Akka Failure Recovery: Gated State


The akka documentation says all outbound messages are dropped if a link with a remote system is in gated state. Does this mean they will be delivered to dead letters immediately, or they will only be delivered to dead letters if the state changes to quarantined?

The logs are explicit about quarantined state, but not gated state:

Association with remote system [...] has failed,
address is now gated for [5000] ms. Reason: [Disassociated]

Association to [...] having UID [...] is irrecoverably failed.
UID is now quarantined and all messages to this UID will be delivered to dead letters. 
Remote actorsystem must be restarted to recover from this situation.
  • If a remote system transitions from gated state to active state because of a successful inbound connection, will all dropped outbound messages be re-sent?

  • Is a registered DeathWatch on a remote actor sufficient to detect dropped messages, or do I need to handle message failures to gated (but not quarantined) systems separately?


Solution

  • While gated all messages go to deadletter, they are not buffered and resent in any way - in other words, there are no guarantees of delivery, if you want that you need to add additional logic for this in your actors (relevant section of the docs: http://doc.akka.io/docs/akka/2.4/general/message-delivery-reliability.html)

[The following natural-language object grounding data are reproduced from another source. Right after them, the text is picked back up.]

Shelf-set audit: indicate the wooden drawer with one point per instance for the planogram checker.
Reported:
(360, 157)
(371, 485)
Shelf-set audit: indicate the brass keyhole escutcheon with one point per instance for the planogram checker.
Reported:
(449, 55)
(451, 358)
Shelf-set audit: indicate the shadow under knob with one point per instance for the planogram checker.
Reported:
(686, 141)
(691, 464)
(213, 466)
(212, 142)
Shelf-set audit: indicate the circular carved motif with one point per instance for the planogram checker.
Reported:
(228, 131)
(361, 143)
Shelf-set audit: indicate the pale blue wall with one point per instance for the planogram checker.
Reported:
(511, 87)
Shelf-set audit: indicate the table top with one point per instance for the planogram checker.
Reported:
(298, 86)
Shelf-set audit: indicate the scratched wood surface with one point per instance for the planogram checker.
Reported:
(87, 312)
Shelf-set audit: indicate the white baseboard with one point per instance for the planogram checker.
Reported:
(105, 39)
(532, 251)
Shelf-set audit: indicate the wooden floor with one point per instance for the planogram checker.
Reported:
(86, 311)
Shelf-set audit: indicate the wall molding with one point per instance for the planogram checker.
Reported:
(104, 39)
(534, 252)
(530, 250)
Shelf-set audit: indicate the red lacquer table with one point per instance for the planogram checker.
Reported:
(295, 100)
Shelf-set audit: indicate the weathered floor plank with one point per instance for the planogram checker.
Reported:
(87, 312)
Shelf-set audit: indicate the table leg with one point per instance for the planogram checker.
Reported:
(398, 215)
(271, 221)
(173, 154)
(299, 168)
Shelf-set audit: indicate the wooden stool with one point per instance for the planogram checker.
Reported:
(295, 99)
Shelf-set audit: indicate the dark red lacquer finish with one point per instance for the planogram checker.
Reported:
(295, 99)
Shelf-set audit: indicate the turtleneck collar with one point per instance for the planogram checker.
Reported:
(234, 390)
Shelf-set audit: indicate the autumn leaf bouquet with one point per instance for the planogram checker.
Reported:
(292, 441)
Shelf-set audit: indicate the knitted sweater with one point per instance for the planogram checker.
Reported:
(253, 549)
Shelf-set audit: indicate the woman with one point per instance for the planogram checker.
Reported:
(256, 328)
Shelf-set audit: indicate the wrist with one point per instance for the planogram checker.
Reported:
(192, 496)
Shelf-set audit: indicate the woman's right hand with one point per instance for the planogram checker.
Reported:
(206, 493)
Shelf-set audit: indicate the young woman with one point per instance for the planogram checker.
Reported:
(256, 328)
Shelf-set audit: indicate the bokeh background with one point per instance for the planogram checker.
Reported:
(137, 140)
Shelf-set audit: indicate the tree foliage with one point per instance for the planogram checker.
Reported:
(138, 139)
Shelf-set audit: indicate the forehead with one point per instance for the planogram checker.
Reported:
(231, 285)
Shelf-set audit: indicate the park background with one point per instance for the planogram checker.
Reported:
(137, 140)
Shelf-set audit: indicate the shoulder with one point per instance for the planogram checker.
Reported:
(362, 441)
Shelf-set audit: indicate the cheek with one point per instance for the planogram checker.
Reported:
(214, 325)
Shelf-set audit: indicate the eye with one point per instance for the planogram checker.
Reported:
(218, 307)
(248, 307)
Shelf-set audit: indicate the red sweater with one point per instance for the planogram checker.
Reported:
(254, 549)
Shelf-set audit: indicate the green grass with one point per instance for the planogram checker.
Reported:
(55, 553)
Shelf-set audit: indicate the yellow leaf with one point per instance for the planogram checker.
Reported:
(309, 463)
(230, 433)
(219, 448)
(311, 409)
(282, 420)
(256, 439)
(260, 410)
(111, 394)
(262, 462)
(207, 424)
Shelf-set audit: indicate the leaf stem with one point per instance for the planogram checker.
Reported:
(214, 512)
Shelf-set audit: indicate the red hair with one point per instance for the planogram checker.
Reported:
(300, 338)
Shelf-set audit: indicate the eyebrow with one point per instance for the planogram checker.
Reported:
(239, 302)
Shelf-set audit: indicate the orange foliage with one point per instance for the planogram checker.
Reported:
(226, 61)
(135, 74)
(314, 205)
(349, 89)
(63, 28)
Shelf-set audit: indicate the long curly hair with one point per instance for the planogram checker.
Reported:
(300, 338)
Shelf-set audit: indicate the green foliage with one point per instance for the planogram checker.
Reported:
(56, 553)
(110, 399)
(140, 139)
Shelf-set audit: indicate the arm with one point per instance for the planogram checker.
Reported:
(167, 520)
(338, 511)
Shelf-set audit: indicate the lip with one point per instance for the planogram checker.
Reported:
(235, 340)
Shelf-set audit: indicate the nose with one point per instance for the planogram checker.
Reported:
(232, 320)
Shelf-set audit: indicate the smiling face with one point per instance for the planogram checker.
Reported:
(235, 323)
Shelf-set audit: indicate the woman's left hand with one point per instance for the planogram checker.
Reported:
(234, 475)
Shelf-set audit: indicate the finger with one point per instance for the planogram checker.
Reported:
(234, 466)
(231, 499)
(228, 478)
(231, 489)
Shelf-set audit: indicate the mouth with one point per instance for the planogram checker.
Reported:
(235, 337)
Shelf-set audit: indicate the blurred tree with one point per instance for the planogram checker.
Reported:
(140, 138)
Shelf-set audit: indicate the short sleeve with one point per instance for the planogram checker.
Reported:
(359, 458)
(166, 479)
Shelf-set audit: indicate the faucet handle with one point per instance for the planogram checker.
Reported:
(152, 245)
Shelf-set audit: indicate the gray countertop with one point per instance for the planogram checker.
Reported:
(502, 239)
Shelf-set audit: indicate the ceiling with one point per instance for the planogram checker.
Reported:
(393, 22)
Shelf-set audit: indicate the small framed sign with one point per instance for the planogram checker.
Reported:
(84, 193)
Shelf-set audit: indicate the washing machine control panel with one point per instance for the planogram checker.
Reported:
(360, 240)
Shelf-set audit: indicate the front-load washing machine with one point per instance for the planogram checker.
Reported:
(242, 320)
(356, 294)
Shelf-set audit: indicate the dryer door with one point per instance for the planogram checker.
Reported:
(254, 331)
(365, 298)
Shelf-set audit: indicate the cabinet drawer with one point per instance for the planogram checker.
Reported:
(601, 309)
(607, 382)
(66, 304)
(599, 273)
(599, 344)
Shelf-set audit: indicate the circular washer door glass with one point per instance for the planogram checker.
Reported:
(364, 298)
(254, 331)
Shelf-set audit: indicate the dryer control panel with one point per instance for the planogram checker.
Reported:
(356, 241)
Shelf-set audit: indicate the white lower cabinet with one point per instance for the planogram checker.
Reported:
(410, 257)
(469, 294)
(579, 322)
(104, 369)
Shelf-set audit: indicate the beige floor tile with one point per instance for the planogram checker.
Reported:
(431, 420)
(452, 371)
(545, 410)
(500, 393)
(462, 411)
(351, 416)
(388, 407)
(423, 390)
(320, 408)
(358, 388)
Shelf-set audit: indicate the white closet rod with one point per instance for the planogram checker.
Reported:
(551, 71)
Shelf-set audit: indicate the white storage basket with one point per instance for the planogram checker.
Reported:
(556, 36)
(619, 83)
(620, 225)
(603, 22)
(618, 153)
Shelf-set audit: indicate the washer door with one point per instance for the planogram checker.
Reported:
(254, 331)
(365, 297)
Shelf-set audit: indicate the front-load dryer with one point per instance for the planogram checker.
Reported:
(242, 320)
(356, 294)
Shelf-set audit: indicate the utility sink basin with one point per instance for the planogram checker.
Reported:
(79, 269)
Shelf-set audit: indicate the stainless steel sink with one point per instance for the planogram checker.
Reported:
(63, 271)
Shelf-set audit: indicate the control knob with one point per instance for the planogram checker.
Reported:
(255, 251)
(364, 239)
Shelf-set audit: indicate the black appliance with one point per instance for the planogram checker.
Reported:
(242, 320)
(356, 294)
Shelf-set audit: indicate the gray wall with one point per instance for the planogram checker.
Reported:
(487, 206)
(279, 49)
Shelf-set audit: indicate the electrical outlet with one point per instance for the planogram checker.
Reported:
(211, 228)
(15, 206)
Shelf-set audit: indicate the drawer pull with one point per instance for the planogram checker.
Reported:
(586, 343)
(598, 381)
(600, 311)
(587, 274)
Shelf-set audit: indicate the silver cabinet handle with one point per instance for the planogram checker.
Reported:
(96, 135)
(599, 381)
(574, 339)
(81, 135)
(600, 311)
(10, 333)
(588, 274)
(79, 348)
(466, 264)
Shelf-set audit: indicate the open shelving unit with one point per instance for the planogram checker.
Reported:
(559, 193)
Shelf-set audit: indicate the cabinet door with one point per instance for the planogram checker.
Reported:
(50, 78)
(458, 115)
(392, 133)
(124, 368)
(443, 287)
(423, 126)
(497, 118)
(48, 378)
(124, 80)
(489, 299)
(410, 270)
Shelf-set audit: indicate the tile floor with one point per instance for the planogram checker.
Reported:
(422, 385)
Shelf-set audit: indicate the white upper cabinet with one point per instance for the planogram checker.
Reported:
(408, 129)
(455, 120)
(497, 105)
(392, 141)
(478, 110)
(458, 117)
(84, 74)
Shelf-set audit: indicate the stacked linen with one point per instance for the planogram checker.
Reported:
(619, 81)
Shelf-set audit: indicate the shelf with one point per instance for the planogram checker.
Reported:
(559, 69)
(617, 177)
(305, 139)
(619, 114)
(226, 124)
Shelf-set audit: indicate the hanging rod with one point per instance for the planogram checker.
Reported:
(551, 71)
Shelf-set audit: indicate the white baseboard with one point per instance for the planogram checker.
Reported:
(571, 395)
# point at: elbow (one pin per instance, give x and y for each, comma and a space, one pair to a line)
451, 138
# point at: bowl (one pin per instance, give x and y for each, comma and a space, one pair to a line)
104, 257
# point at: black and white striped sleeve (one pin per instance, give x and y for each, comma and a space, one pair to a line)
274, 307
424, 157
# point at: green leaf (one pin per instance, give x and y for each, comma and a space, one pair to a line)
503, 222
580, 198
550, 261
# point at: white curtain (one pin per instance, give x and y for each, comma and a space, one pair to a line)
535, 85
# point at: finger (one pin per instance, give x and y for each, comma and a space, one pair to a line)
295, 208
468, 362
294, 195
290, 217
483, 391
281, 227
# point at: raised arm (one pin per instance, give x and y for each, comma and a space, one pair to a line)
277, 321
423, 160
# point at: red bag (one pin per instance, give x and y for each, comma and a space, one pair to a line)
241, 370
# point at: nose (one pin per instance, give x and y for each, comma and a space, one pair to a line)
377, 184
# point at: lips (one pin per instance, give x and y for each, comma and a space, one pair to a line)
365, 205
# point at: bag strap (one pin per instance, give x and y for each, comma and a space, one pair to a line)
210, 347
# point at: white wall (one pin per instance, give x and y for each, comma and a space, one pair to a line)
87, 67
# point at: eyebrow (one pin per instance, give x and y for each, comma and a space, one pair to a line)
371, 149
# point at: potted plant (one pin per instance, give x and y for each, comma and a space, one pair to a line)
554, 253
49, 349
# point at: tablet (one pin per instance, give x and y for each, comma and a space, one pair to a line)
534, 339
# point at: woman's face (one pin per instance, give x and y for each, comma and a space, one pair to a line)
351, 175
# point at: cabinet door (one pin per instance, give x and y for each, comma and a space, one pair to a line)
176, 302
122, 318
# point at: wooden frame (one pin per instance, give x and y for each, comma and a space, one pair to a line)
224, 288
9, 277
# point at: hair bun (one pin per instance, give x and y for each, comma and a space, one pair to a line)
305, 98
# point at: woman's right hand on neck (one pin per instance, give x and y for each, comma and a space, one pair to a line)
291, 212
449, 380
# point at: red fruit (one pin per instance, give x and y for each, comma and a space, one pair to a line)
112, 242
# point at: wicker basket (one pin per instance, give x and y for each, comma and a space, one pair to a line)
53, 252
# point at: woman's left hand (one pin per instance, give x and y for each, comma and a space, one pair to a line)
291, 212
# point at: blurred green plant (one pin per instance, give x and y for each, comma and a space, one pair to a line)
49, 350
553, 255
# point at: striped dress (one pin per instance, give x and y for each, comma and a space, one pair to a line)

    DeathWatch will make it possible to avoid sending messages to an actor that has died, however there is no guarantee that you didn't send messages to it after it died but before your actor received the terminated message, so this is not sufficient to build delivery guarantees.

    Depending on your needs implementing delivery guarantees can be as "light" as a simple acknowledging protocol with the remote actor, or as "heavy" as AtLeastOnce (docs: http://doc.akka.io/docs/akka/2.4/scala/persistence.html#at-least-once-delivery-scala) which will handle node crash without loosing messages.